Ayrıca 850 odalı, golf sahalı 5 yıldızlı tatil köyleri de var.
Peki, böylesine bir ihtişama sahip, Avrupalı turistin bakışlarını üzerinde toplayabilecek tüm lüks materyallere sahip bir veya birçok otelin neden satıldığını biliyor musunuz?

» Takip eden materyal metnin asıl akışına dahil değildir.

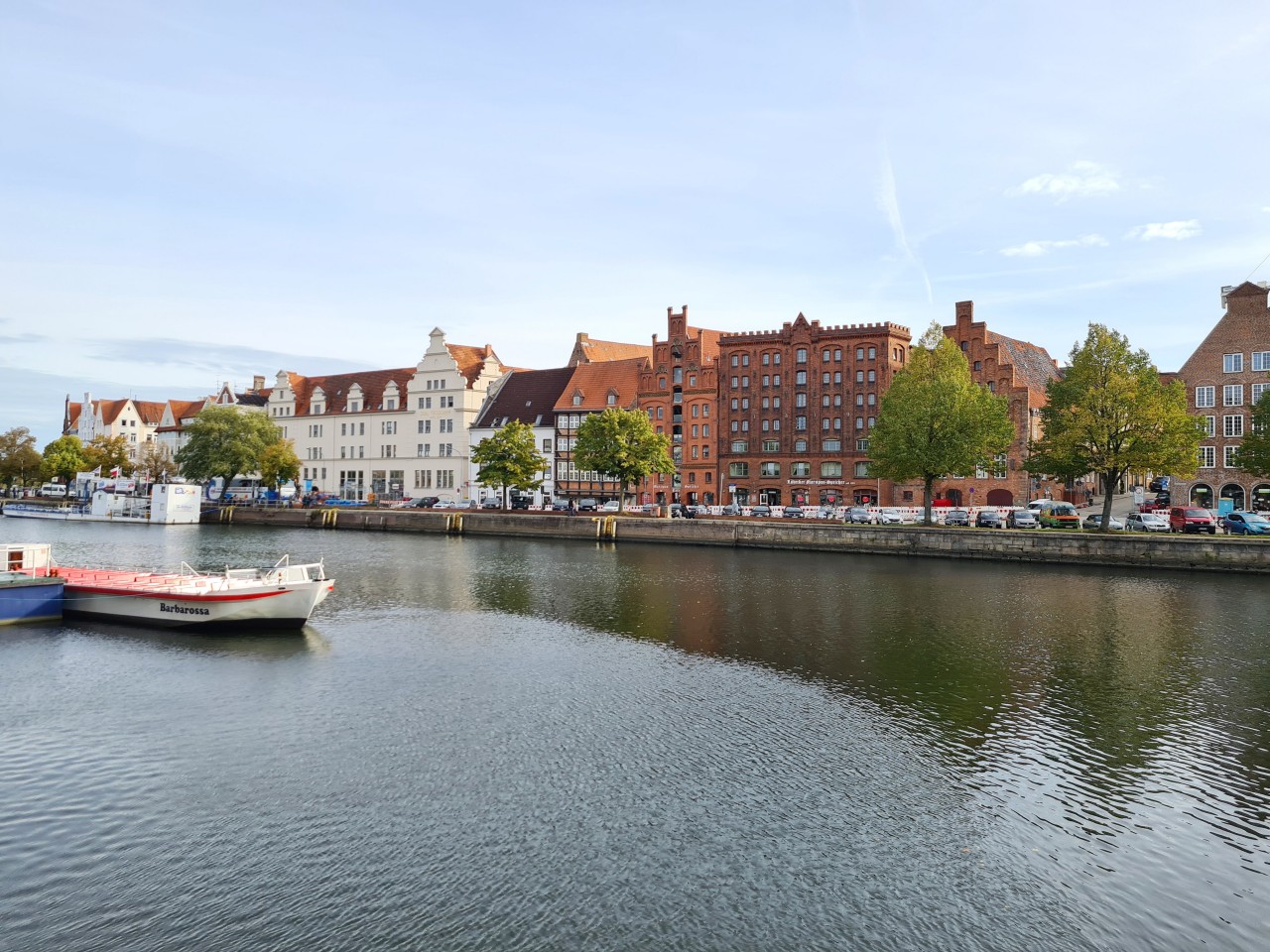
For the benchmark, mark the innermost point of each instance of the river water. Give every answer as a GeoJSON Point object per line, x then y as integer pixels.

200'ün üzerinde 5 yıldızlı oteli vücudunda barındıran Antalya'da turizm rekabete boyun eğmiş durumda. Seçenek çok fazla olunca işletme sahipleri verebildiğinin en fazlasını, en az fiyata vermeye çalışıyor. Hal böyle olunca düşük tutulan fiyatlar, kar amacı güden bu kurumları doyurmuyor. Sonuç “satılık ilanlarında” gördüğünüz gibi. Antalya'da bugün turizmcinin yüzü pek gülüyor diyemeyiz. İşte son yıllarda şişirilen ve Alaçatı'da butik taş binalarla doldurulan Çeşme'nin geleceği de bu yönde Antalya'ya benzemeye başladı. Ünlülerin akının değerlendirmek için çabalayan girişimciler beach clublarla başlayan yolculuklarına otel satın alarak devam ediyor. Geçtiğimiz günlerde Kültür ve Turizm Bakanlığı'nın Çeşme'de yaptığı yer tahsislerinden sonra girişimcinin iştahı iyiden iyiye kabarmaya başladı. Sis perdesi biraz daha aralandı. Turizmcinin tüm dikkatlerini burada toplayan tahsisin bugün itibariyle Çeşme'ye gerekli olduğu ortada. Yeterli sayıda 5 yıldızlı tesisi yok Çeşme'nin. Doğal olarak turist sayısı da az. Ama dev uyandırıldı. Çeşme önümüzdeki yıl dahi bu yıldan farklı olacak. Asıl düşünmemiz gereken Çeşme'nin daha başka tahsisler veya satışlar sonrası alacağı durum. Bir Antalya olmamalı Çeşme. Satılık otelle, kaba inşaatta kalmış tesislerle dolmamalı. Antalya çekip çekebileceği turisti almış durumda. Daha fazla insanın Türkiye'yi hatta İzmir'i tercih edebilmesi için çok daha farklı turizm çeşitlerine yönelmeli diyorum. Çeşme, dünya üzerinde görebileceğim en güzel denize ve en güzel plajlara sahip bir yer. Birçok ülke gezdim fakat Çeşme'nin denizinin berraklığına yaklaşabilecek kadar güzel bir denize sahip olanını görmedim. İşte bu çok iyi değerlendirilmeli. Deniz turizmi yapmayalım demiyorum. Söylemek istediğim, altı boş bir şekilde büyüyen Antalya gibi olmayalım. Termali iyi kullanalım. Sağlık turizmini iyi kullanalım. Çeşme'nin hak ettiği konum onlarca, yüzlerce 5 yıldızlı otel inşa edilerek gerçekleştirilemez. Cennet gibi plajların üzerine kaba kaba betonerme binalar dikerek Çeşme'yi turizm cenneti haline getiremeyiz. Antalya'dan rol çalmanın icabı yok. Çalıyorken bile Çeşme'de sadece 6 ay turizm yapabiliyoruz. Turizmin sadece denizden ve güneşten ibaret olmadığını bilmeliyiz. Çeşme'nin denizi ve güneşi, termal turizmin destekleyicisi olarak düşünülmeli. Böylesine muhteşem bir doğayı küçük Antalya olmaya özenerek, Bodrum'u kopyalayarak yok etmeye kimsenin hakkı yok.